American dream Definition & Meaning | Dictionary.com
Where did the term American Dream come from?
We can anchor the underlying philosophy of the American Dream in the founding documents of the United States, such as the 1776 Declaration of Independence: “We hold these truths to be self-evident, that all men are created equal, that they are endowed by their Creator with certain unalienable Rights, that among these are Life, Liberty and the pursuit of Happiness.” We can also locate the spirit of the American Dream in seminal studies of the American experience, like Alexis de Tocqueville’s 1835 Democracy in America, where he describes “the charm of anticipated success.”
The specific phrase, however, emerges in the early 20th century.

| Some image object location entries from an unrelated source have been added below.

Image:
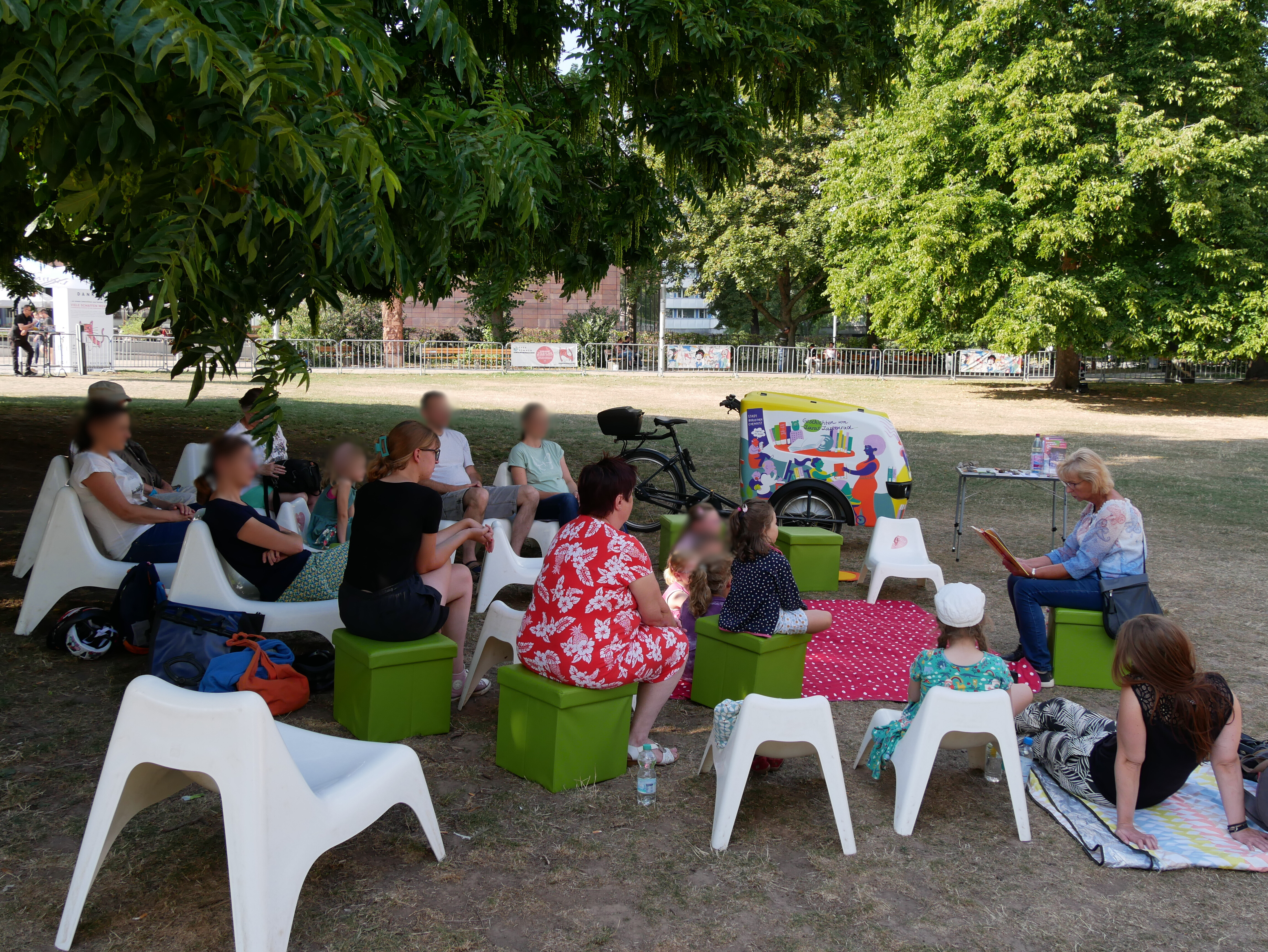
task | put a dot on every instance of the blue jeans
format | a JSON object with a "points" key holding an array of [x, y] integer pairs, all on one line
{"points": [[561, 507], [160, 543], [1029, 597]]}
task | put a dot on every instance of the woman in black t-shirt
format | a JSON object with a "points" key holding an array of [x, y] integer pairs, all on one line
{"points": [[271, 558], [1171, 719], [400, 585]]}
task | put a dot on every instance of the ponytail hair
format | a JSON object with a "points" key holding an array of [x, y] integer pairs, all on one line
{"points": [[395, 451], [747, 525], [221, 448], [708, 581]]}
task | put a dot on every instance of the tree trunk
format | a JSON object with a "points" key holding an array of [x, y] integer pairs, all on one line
{"points": [[1067, 372], [393, 331]]}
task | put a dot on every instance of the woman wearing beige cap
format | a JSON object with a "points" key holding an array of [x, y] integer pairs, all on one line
{"points": [[113, 395]]}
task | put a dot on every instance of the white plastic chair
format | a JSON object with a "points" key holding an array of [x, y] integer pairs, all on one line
{"points": [[69, 558], [496, 644], [503, 567], [193, 462], [543, 532], [950, 721], [288, 795], [202, 578], [57, 475], [776, 727], [897, 551]]}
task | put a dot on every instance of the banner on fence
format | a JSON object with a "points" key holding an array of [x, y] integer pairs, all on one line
{"points": [[697, 357], [988, 362], [542, 355]]}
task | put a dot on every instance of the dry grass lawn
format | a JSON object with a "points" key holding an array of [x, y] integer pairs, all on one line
{"points": [[588, 869]]}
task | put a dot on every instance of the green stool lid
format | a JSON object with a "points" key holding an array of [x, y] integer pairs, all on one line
{"points": [[386, 655], [521, 679], [759, 644], [1080, 617], [809, 535]]}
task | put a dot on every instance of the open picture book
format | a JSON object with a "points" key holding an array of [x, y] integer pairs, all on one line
{"points": [[996, 543]]}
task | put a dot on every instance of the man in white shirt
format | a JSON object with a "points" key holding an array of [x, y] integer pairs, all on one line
{"points": [[463, 494]]}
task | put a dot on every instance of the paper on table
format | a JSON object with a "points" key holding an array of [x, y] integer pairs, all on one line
{"points": [[996, 543]]}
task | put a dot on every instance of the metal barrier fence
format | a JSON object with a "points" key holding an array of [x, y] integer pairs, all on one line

One of the earliest instances, in David Graham Phillips’s 1910s novel Susan Lenox, characterizes fashion and home magazines as promising a “rise of fortune” that is “the universal American dream and hope.” A 1916 article in The Chicago Tribune also speaks of fighting for “the American idea, the American hope, the American dream…”.

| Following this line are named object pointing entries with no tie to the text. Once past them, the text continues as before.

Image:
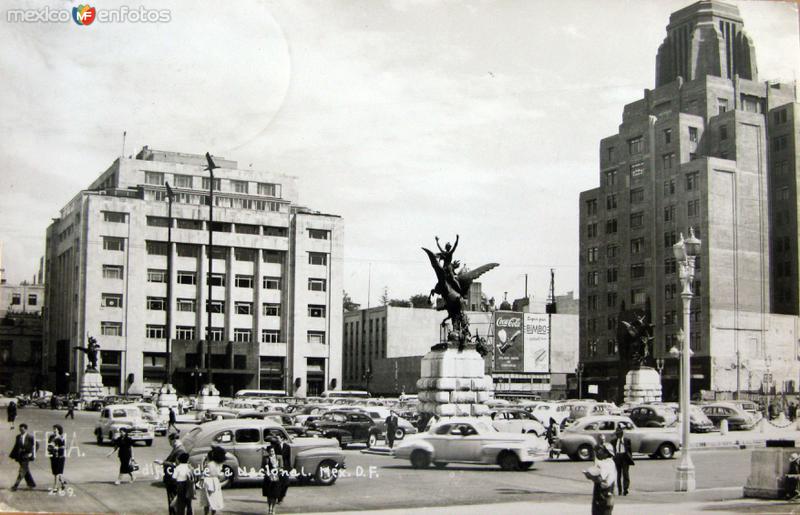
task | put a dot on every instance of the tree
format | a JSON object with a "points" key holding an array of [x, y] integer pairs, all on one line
{"points": [[421, 300], [348, 304]]}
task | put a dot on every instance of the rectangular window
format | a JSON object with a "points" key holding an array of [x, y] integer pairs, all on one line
{"points": [[112, 271], [318, 234], [270, 336], [111, 300], [156, 275], [112, 243], [243, 281], [315, 337], [316, 311], [184, 333], [317, 284], [271, 310], [154, 178], [111, 328], [215, 280], [157, 303], [155, 331], [272, 283], [156, 248], [115, 217], [187, 277], [243, 308], [317, 258], [187, 305], [242, 335]]}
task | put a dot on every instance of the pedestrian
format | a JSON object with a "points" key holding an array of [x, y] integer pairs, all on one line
{"points": [[603, 474], [70, 409], [184, 485], [172, 420], [56, 450], [24, 452], [623, 459], [11, 411], [211, 494], [123, 445], [272, 467], [391, 428]]}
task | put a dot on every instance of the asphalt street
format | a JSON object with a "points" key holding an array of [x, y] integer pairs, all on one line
{"points": [[371, 482]]}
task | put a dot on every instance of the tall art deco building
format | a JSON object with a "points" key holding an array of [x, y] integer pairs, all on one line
{"points": [[276, 280], [712, 147]]}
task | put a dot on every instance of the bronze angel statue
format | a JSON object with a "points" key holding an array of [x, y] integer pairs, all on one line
{"points": [[452, 285]]}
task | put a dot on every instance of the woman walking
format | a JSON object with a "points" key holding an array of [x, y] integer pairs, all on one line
{"points": [[56, 449], [272, 467], [123, 445], [211, 493], [184, 485]]}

It was historian James Truslow Adams, however, who cemented the concept and phrase: The American Dream. In the preface to his book The Epic of America, Adams wrote of “the American dream, that dream of a land in which life should be better and richer and fuller for everyone, with opportunity for each according to ability or achievement.” The instant popularity of the term The American Dream may well be attributed in no small way to the timing of its coinage—in the midst of the Great Depression, his phrase that encapsulated the vision that anyone could rise above adverse circumstances through dedication was a hopeful note.
Martin Luther King Jr.’s 1963 “I Have a Dream” speech alludes to the American Dream with respect to racial inequality in the U.S., joining the literature of the American dream that helped define the nation.